A premissa é batida: John e Jane Smith (os personagens de Pitt e Jolie, sendo que “Smith” é um sobrenome americano tão comum quanto “Silva”), são dois assassinos profissionais que trabalham para organizações diferentes, sem que em cinco ou seis anos de casamento tenham conhecimento desta peculiar atividade de um e outro. Como são assassinos bonzinhos, só matam bandidos. No dia a dia, para deixar claro o tédio em que se transformou o relacionamento do casal, os comentários são sobre a adição de ervilhas no prato preparado no jantar e a troca das cortinas da sala. Por isso a busca pelo terapeuta – para constatar que, de vez em quanto, um sente vontade de matar o outro. Vontade que poderá ser facilmente realizada a partir do momento em que, no objetivo de dizimar o mesmo alvo, acabam intervindo no trabalho um do outro, e tendo que voltar suas pistolas para o próprio cônjuge.
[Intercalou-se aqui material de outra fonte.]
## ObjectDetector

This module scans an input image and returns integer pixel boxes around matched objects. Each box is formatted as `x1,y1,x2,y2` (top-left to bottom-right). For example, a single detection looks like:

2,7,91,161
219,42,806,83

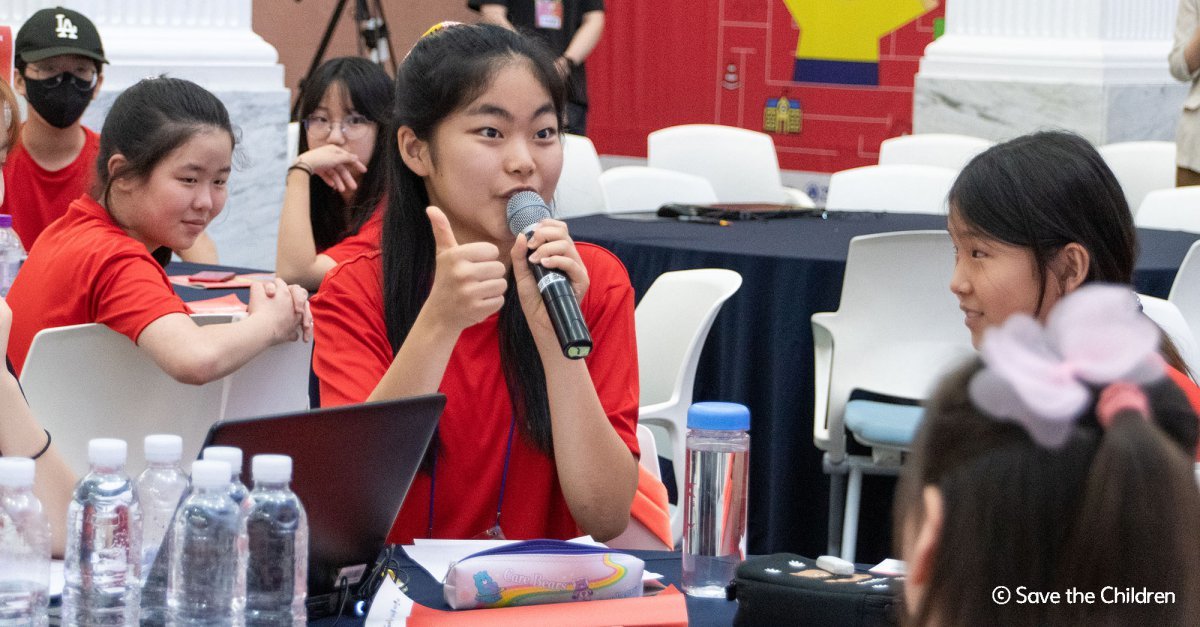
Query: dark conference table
566,213,1200,561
Está iniciada a seqüência de comédia, pancadaria e tiroteio. Com entremeios em que piadas engraçadinhas sobre as vicissitudes do casamento são liberadas com mordacidade calculada. Brad Pitt mostrou que consegue ser muito engraçado como o pugilista cigano Mickey O’Neil de Snatch(2000), de Guy Ritchie. Aqui, falta alguma coisa. Um timmig mais apurado ou anedotas sobre o matrimônio que conseguissem ser mais bem escritas que qualquer um dos textos de Luis Fernando Veríssimo, por exemplo. Teve quem gargalhou no trecho em que a comparação sobre o número de mortes de cada um fez analogia clara com a lista de relações sexuais antes do casamento. Eu levantei a sobrancelha esquerda.
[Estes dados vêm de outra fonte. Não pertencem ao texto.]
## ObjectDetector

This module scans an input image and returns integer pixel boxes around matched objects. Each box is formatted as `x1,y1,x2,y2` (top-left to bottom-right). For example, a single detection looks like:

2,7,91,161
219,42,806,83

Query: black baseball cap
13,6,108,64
O grande segredo é assumir o caráter quase exclusivamente estético a que o filme se reduz. Se a seqüência de gracejos não leva a um roteiro com novidades, os personagens têm a profundidade de um pires (e eu confesso que esperei com uma certa ansiedade para assistir ao tão comentado desempenho de Vince Vaughn, que diziam estar ótimo como o parceiro de Pitt que, depois de lidar com terríveis criminosos, vai para a casa do subúrbio onde mora com a mãe…), o lance mesmo são os grandes closes nos atores, o balé de rajadas de metralhadores e a correria cansativamente coreografada. Afinal, não é sempre que se pode contar com a beleza de dois ícones tão desejados em uma mesma película. Angelina e seus lábios grossos é uma obra à parte. Assistir à qualquer cena em que ela esteja presente já é um espetáculo que, considerando-se o filme não ser grande coisa, fazem valer à pena o preço do ingresso. Quem se importa se o a sua atuação não seja muito dada a gracinhas ou se o seu corre-corre não a diferencie da Lara Croft de Tomb Raider (2001), quando aquele par de coxas está presente para adornar aquele corpão? Bom, as moças talvez se importem… Para elas é que o Brad Pitt está presente.
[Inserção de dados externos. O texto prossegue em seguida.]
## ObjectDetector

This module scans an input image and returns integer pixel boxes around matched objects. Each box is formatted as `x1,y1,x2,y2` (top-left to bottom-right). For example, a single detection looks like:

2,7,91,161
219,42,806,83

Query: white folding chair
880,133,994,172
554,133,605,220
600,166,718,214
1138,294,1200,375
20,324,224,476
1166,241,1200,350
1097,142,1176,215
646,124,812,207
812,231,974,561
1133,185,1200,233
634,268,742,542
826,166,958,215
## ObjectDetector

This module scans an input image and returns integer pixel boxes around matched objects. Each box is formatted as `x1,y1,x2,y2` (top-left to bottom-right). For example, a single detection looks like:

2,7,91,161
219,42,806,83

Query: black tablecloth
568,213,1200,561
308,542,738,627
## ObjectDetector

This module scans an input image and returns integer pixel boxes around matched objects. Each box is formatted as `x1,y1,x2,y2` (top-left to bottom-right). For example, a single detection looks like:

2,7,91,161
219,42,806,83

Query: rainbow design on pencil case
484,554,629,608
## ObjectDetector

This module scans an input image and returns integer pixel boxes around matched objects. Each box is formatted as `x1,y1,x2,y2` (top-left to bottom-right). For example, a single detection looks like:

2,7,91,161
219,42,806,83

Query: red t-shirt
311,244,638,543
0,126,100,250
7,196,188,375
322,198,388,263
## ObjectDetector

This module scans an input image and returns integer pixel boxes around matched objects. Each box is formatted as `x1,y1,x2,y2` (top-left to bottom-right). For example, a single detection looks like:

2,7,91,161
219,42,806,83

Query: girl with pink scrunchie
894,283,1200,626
No final das contas, o que resta mesmo é a banalidade bélica a que o filme se reduz. Ok, não é de hoje que as grandes explosões estão presentes, que o tiroteio corre solto nas produções norte-americanas e mortos caem alvejados enquanto os heróis dão risadinhas. Mas no momento em que tal seqüência de cenas deste estilo se sucede como um “estilo de vida” e, ao final das contas, o objetivo em nos mostrar o casamento semidesmoronado do casal de assassinos é humanizar o seu profissionalismo de matadores, Sr. e Sra. Smith se transforma em uma seqüência inacreditável de rajadas de metralhadoras, arremessos de granadas e tudo o que a mais moderna tecnologia destrutiva foi capaz de inventar. Tudo devidamente adornado pelo misânscene glamouroso com que se associa o ofício da destruição. É o glamour supremo da destruição! A incapacidade da indústria hollywoodiana de construir, literalmente, está cada vez mais evidente e irritante. A cultura estadunidense impregnada deste ranço heróico, deste “charme” do tiroteio, da suprema sedução do fuzil… Só o que importa são destroços, fogos explosivos, corpos em chamas e “inimigos” (são todos os outros) alvejados, degolados, abatidos. E tal cultura penetra mais do que sorrateiramente – querendo enlamaçar a todos com sua ideologia bélica, com seu ideal de guerra, com sua “normalidade” assassina – através destes inofensivos filmes que mostram quão cool, quão fashion (e, para os desavisados, a sucessão de termos estrangeiros é proposital..) é ser um assassino profissional. Quão bacana pode ser um casal se espancando pela casa e destruindo seus móveis e eletroeletrônicos de última geração. Quão divertido pode ser um bom tiroteio no final de semana.